Elle précise que cette évaluation englobe également les coûts supplémentaires de sorte qu'elle correspond au chiffre d'affaires perdu diminué des coûts économisés en distinguant la période à court terme sur laquelle elle n'a pas eu le temps de réajuster ses charges de structure et au cours duquel son préjudice est égal à la marge contributive (chiffre d'affaires manqué - coûts variables sur ces ventes- coûts fixes spécifiques) . Elle présente la méthodologie retenue afin de déterminer le taux de marge sur coûts variables applicable au client Vetsoca qu'elle évalue à 61,64 %.

La société Vetsoca affirme que le principe de l'indemnisation en matière de rupture brutale des relations commerciales établies résulte du caractère brutal de la rupture et non du préjudice découlant de la rupture elle-même. Elle indique que le chiffre d'affaire moyen, au regard des éléments comptables, est de 298 000 euros. Elle acquiesce au taux de marge brute de 50% pris en considération par le tribunal de commerce de Paris pour le calcul de la réparation du préjudice. Elle ajoute que les sommes demandées par l'appelante sont disproportionnées et injustifiées en ce que le chiffre d'affaires de 310 000 euros n'est pas expliqué, d'autant plus qu'elle aurait dû prendre en compte le chiffre d'affaires moyen. Concernant les demandes de la société Mod Passion au titre de la prétendue perte de revenus, l'intimée affirme qu'aucune pièce n'est visée à l'appui des affirmations de l'appelante. Par ailleurs, la société Vetsoca soutient que le mode de calcul appliqué par l'appelante n'est pas conforme au droit positif, notamment en ce qu'il prend en compte un " chiffre d'affaires manqué " de 310 000 euros non justifié dont elle soustrait des coûts variables calculés sans justification. Dès lors, l'intimée sollicite la confirmation du jugement du tribunal de commerce de Paris en ce qu'il a considéré que le seul préjudice subi par la société Mod Passion était limité à six mois de marge, soit à la somme de 72 250 euros.
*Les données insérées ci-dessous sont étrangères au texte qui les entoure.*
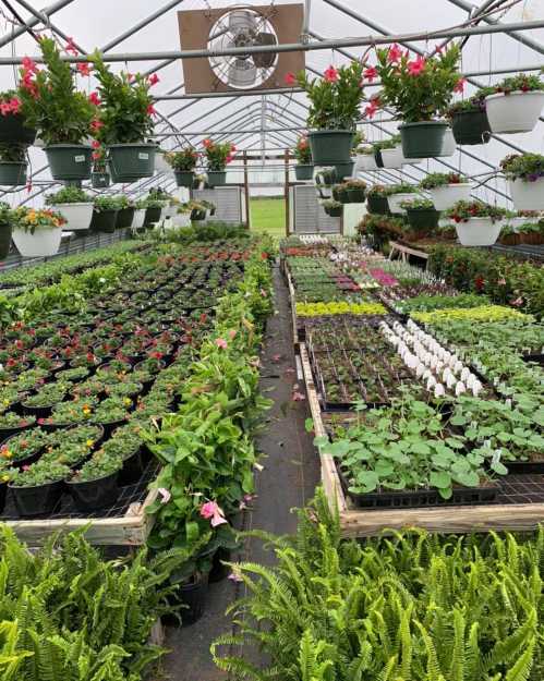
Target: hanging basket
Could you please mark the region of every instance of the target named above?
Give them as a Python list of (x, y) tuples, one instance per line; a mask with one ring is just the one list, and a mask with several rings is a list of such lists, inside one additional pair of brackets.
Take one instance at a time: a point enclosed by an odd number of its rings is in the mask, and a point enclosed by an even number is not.
[(111, 178), (109, 172), (92, 172), (90, 184), (95, 190), (104, 190), (110, 185)]
[(138, 144), (112, 144), (108, 147), (111, 174), (118, 182), (132, 182), (141, 178), (153, 178), (157, 145), (145, 142)]
[(26, 161), (0, 162), (0, 184), (22, 186), (26, 184)]
[[(450, 156), (444, 148), (448, 124), (445, 121), (423, 121), (399, 125), (404, 158)], [(446, 151), (446, 153), (445, 153)]]
[(192, 170), (174, 170), (176, 184), (178, 186), (186, 186), (191, 189), (194, 182), (194, 172)]
[(485, 109), (457, 111), (451, 117), (451, 130), (457, 144), (487, 144), (491, 139), (491, 126)]
[(53, 180), (88, 180), (93, 149), (83, 144), (52, 144), (44, 147)]
[(93, 204), (80, 203), (80, 204), (53, 204), (51, 209), (60, 212), (67, 221), (63, 229), (67, 231), (82, 231), (90, 228), (90, 220), (93, 219)]
[(12, 238), (17, 251), (24, 258), (45, 258), (59, 251), (62, 228), (37, 229), (34, 234), (31, 234), (31, 232), (15, 227)]

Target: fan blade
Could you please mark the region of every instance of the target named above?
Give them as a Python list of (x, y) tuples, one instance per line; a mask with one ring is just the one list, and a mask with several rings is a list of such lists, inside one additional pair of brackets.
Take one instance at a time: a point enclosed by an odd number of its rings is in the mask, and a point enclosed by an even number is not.
[[(278, 40), (273, 33), (257, 33), (255, 38), (255, 45), (277, 45)], [(269, 69), (274, 65), (277, 52), (266, 52), (261, 54), (253, 54), (253, 61), (257, 69)]]
[(233, 87), (249, 87), (255, 83), (256, 77), (257, 70), (255, 66), (243, 59), (237, 59), (229, 66), (229, 85)]

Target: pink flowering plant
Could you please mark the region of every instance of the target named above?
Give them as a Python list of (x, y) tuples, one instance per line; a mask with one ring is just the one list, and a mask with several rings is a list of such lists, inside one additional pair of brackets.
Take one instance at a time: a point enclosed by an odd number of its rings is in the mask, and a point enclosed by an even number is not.
[[(356, 122), (361, 118), (366, 71), (363, 61), (354, 60), (349, 65), (338, 69), (329, 66), (322, 78), (310, 78), (304, 71), (297, 76), (287, 74), (286, 83), (298, 84), (305, 90), (310, 99), (309, 127), (355, 130)], [(367, 80), (371, 81), (368, 73)]]
[[(23, 59), (20, 69), (21, 81), (15, 99), (29, 127), (50, 144), (81, 144), (89, 135), (90, 122), (96, 115), (96, 107), (78, 92), (75, 74), (65, 61), (52, 38), (39, 41), (46, 69), (28, 57)], [(14, 107), (12, 99), (12, 107)]]
[(376, 50), (382, 80), (379, 101), (396, 109), (406, 123), (444, 115), (464, 81), (458, 71), (460, 49), (452, 45), (432, 57), (413, 57), (398, 46)]
[(153, 133), (155, 107), (150, 88), (158, 83), (156, 74), (112, 73), (100, 54), (93, 56), (98, 90), (90, 98), (98, 106), (93, 123), (94, 136), (106, 145), (144, 142)]

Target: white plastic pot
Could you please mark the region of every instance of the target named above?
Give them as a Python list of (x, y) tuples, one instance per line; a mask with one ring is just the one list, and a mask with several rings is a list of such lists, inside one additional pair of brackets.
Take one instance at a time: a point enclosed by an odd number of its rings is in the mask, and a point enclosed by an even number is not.
[(510, 196), (516, 210), (544, 210), (544, 178), (527, 182), (510, 180)]
[(40, 258), (55, 255), (59, 251), (62, 228), (37, 229), (34, 234), (13, 228), (12, 239), (24, 258)]
[(528, 133), (533, 130), (544, 107), (544, 92), (509, 95), (499, 93), (485, 98), (489, 126), (494, 133)]
[(145, 208), (138, 208), (134, 210), (134, 217), (132, 218), (132, 229), (140, 229), (144, 227)]
[(412, 200), (415, 198), (415, 194), (410, 194), (408, 192), (403, 192), (400, 194), (391, 194), (387, 197), (387, 203), (389, 204), (389, 210), (391, 212), (400, 212), (401, 215), (406, 214), (406, 209), (400, 207), (400, 204), (403, 200)]
[(384, 162), (384, 168), (402, 168), (402, 163), (407, 162), (402, 154), (401, 145), (394, 149), (382, 149), (382, 160)]
[(60, 212), (67, 220), (62, 226), (65, 231), (88, 230), (93, 219), (93, 202), (83, 204), (53, 204), (51, 210)]
[(500, 234), (503, 223), (491, 218), (469, 218), (467, 222), (456, 222), (456, 232), (463, 246), (493, 246)]
[(445, 186), (435, 186), (428, 190), (428, 194), (436, 210), (447, 210), (454, 204), (457, 204), (458, 200), (470, 200), (471, 189), (472, 185), (470, 183), (446, 184)]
Il est constant que l'action engagée au seul visa de l'article L. 442-6, I, 5° du Code de commerce, comme tel est le cas en l'espèce, vise à réparer le seul préjudice découlant de la brutalité de la rupture et non de la rupture elle-même. Ce préjudice correspond au gain que la victime de la rupture pouvait escompter tirer pendant le temps de préavis qui aurait dû lui être accordé.

Pour évaluer le gain manqué, il y a lieu de prendre en compte le chiffre d'affaires moyen mensuel réalisé par la société Mod Passion avec la société Vetsoca, calculé à partir des chiffres d'affaires des trois dernières années précédant la rupture (2010 à 2012), et qui s'établit à 289.000 euros (324.168 + 332.287 + 210.549 / 3 / 12), comme attesté par l'expert-comptable de la société Mod Passion, retenu

à juste titre par le tribunal et non contesté par l'intimée qui sollicite la confirmation du jugement, soit la somme mensuelle de 24.083 euros.

La société Mod Passion avance un taux de marge sur coûts variables moyen de 61,64 %. Toutefois, cette estimation résulte de calculs de l'entreprise réalisés pour les exercices 2009 à 2011, alors que la période à retenir est celle de 2010 à 2012. Compte tenu des éléments comptables produits aux débats et des tableaux détaillés non contestés de façon pertinente par la société Vetsoca, il y a lieu d'évaluer le taux de marge sur coûts variables à 50 %. Dès lors, le manque à gagner de la société Mod Passion s'établit à 72 250 euros (24 083 X 6 X 50 %). Le jugement entrepris sera donc confirmé en ce qu'il a condamné la société Vetsoca à verser cette somme.

La société Mod Passion ne saurait utilement solliciter, en outre, sur le fondement de l'article L. 442-6, I, 5°du Code de commerce, la somme de 310 000 euros correspondant à la perte d'une année complète de chiffre d'affaires pour l'année 2013, postérieure à la rupture, cette perte, à la supposer établie, étant la conséquence de la rupture et non de la brutalité de la rupture, seule réparable sur ce fondement. Le jugement entrepris sera donc confirmé en ce qu'il l'a déboutée de la demande formée à ce titre.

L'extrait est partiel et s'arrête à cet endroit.